My 7-year-old son was staring at the graph of tan() and its endlessly-repeating serpentine strokes on the number line between multiples of $\pi$ and he asked me the question in the title. More precisely, is the following true or false?
For any $\epsilon > 0$, there exists some $N \in \mathbb{Z}^+$ such that $|\tan(N)-\lfloor \tan(N) \rceil| < \epsilon$.
Yes, you can. In fact, you can make $\tan(N)$ arbitrarily close to your favorite integer.

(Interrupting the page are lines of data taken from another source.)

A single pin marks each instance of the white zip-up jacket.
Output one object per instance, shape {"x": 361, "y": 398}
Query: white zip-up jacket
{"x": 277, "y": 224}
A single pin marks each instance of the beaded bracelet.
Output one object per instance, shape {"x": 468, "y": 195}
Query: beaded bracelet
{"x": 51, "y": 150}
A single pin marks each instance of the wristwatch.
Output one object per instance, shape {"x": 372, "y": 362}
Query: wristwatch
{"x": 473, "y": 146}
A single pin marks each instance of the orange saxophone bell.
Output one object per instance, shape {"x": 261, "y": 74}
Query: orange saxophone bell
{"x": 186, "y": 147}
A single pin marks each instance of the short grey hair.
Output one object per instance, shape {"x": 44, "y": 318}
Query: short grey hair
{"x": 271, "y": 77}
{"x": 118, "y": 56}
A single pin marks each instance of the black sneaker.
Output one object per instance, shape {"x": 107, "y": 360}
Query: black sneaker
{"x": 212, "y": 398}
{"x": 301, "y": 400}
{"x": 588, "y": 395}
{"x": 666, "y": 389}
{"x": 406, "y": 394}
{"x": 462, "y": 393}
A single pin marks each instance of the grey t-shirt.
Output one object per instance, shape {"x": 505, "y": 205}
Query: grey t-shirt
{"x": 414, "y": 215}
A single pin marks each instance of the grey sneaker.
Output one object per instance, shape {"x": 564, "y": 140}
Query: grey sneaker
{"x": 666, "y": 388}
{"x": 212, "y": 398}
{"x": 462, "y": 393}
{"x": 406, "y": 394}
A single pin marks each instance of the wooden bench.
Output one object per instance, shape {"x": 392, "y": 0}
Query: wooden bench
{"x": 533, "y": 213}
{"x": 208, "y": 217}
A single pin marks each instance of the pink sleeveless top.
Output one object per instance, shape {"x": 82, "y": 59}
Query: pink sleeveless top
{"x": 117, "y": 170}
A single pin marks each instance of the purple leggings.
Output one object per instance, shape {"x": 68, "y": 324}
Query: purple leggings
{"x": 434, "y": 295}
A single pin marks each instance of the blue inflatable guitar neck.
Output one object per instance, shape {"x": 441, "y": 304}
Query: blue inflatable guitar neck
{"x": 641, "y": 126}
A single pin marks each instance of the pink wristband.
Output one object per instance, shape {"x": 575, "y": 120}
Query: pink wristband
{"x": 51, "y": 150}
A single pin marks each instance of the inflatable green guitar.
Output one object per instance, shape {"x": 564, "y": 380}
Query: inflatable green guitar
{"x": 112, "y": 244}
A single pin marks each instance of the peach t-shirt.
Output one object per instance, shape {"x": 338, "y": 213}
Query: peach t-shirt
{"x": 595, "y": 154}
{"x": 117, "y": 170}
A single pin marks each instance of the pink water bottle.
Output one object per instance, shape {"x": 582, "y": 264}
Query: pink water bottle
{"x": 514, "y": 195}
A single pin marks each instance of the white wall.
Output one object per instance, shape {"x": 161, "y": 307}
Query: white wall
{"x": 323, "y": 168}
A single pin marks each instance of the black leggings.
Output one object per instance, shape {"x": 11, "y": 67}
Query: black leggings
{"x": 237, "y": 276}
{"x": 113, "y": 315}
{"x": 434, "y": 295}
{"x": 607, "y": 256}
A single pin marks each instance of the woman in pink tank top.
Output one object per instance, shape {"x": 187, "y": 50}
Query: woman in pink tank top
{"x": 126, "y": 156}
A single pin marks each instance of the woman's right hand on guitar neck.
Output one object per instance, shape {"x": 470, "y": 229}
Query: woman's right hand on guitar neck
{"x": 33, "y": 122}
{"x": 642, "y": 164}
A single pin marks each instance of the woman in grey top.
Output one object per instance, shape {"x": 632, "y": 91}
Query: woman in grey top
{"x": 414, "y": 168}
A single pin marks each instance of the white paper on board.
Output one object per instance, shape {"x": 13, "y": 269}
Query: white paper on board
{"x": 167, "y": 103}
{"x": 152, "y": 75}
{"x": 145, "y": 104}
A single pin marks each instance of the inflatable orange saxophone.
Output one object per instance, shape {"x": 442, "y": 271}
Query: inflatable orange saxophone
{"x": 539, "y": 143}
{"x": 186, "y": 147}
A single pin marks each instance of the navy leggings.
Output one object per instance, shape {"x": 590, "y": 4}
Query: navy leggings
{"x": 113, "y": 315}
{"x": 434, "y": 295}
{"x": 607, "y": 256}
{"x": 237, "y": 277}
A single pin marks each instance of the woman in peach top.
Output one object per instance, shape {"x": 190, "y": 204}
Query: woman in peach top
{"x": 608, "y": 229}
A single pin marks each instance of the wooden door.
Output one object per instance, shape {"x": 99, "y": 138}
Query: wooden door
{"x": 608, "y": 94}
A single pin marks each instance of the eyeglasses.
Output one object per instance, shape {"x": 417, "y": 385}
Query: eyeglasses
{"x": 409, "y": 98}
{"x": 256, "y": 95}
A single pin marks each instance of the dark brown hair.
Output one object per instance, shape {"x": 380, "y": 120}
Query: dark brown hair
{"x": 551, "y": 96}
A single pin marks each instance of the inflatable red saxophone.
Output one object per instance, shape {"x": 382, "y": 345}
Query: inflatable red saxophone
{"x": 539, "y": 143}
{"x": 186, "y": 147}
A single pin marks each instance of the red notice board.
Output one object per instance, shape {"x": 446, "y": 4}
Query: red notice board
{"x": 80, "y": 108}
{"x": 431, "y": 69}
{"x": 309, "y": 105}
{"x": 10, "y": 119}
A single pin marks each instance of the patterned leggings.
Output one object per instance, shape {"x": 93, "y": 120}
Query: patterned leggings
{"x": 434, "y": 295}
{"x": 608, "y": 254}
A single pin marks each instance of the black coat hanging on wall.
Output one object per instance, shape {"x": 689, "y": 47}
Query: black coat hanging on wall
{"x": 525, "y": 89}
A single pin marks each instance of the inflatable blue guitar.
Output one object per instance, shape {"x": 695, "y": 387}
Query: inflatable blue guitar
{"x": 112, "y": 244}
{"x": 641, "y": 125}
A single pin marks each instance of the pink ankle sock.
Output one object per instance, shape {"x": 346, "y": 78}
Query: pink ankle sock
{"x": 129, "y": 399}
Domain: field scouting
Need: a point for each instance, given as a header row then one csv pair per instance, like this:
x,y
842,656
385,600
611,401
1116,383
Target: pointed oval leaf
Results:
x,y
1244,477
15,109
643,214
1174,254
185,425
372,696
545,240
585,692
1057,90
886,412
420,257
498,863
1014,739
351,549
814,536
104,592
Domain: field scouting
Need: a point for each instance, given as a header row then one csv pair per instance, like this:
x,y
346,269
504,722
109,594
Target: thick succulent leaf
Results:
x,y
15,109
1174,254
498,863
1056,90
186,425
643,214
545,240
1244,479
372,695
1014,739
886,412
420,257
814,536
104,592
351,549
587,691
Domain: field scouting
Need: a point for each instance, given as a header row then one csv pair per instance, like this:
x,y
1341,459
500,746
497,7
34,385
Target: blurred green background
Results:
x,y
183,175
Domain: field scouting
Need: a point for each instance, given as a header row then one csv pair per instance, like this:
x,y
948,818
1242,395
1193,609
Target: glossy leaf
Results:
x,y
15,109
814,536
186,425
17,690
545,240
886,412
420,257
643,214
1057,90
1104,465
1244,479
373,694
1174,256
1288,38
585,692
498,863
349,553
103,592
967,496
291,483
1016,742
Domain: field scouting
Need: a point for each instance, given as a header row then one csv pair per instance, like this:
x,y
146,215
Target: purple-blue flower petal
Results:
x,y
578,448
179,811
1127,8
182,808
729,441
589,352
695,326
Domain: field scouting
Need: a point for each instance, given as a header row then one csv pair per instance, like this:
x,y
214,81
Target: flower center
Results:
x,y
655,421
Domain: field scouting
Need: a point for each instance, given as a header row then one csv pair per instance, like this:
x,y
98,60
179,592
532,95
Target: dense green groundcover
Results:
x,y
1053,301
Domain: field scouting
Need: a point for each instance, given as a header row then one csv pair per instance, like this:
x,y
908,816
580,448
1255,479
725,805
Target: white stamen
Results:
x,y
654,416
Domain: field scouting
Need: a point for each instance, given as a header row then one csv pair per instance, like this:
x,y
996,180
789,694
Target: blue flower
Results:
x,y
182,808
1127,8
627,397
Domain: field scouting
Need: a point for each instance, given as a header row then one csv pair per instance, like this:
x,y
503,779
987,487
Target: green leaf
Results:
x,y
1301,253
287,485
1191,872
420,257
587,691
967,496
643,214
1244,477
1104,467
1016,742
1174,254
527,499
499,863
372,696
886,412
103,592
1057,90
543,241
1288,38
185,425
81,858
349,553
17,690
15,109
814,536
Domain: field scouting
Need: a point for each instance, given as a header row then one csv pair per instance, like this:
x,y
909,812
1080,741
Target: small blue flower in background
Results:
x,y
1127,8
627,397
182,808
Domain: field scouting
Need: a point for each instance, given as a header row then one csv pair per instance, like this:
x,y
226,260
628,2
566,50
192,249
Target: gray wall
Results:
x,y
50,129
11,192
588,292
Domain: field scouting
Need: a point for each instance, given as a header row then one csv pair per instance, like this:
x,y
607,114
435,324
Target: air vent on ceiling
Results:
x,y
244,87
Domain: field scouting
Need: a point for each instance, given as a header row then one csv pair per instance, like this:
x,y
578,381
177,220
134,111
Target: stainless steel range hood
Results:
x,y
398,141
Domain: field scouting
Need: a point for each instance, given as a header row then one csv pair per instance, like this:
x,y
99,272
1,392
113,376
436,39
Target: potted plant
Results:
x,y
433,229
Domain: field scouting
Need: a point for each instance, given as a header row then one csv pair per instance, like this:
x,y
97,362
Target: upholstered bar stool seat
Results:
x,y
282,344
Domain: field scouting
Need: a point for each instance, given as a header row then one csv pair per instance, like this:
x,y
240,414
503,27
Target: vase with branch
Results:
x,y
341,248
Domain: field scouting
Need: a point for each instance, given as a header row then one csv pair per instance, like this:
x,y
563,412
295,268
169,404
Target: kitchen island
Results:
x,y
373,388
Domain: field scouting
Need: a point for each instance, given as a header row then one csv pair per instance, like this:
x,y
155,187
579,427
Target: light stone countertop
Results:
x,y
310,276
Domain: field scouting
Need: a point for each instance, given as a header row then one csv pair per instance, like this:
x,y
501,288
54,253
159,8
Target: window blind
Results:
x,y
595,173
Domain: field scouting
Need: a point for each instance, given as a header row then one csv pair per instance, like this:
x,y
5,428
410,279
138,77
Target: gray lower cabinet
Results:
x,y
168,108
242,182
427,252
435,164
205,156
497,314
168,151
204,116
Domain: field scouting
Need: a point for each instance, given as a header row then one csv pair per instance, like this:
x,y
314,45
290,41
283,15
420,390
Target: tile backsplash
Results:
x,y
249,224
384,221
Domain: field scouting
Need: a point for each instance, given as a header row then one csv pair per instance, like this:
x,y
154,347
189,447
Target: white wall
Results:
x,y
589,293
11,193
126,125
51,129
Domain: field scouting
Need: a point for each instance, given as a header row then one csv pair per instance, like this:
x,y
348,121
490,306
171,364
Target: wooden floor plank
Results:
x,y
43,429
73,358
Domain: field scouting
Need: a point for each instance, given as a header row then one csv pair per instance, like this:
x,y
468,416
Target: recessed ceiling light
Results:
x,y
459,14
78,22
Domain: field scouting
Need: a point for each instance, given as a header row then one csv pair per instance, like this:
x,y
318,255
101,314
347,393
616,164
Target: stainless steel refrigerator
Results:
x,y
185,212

Pick your favorite integer, which is probably 17. Consider $x=\arctan 17$. Then $\tan(x)=17$ and also $\tan(x+n\pi)=17$ for all integers $n$. If you could make $x+n\pi$ very close to an integer (say $K$), then since the tangent function is continuous, $\tan(K)$ will be very close to 17.
So the problem is now to make $x+n\pi$ very close to an integer. This can be done because the multiples of $\pi$ (or any irrational number) are dense mod 1, so you can make $n\pi$ arbitrarily close to $-x$ mod 1. This takes proof but it is elementary: think about a circle of circumference 1, and start walking around the circle, around and around, marking a point each time your total distance travelled is a multiple of $\pi$. You'll see the marks start to fill in the circle, and as you go on and on, the largest interval without a mark in it keeps getting smaller. Eventually you will mark a point that's within $\epsilon$ of $-x$.
Fairly random (and definitely unrelated) web surfing turned up this nice short paper of Cheng and Zheng which proves in a very constructive way that if $f: \mathbb{R} \rightarrow \mathbb{R}$ is any continuous function which is periodic with irrational period, then $f(\mathbb{N})$ is dense in $f(\mathbb{R})$.
The ideas are first exhibited with respect to the function $f(x) = \sin x$.
Your question is not literally a special case of this, since $\tan x$ is not continuous on all of $\mathbb{R}$. Nevertheless I think it is close enough for the same methods to be carried over. (For instance, $\tan x$ can be viewed as a continuous function with values in $\mathbb{R} \mathbb{P}^1 \cong S^1$.) In any case the relation here is close enough so that I thought the paper would be of interest to readers of this question.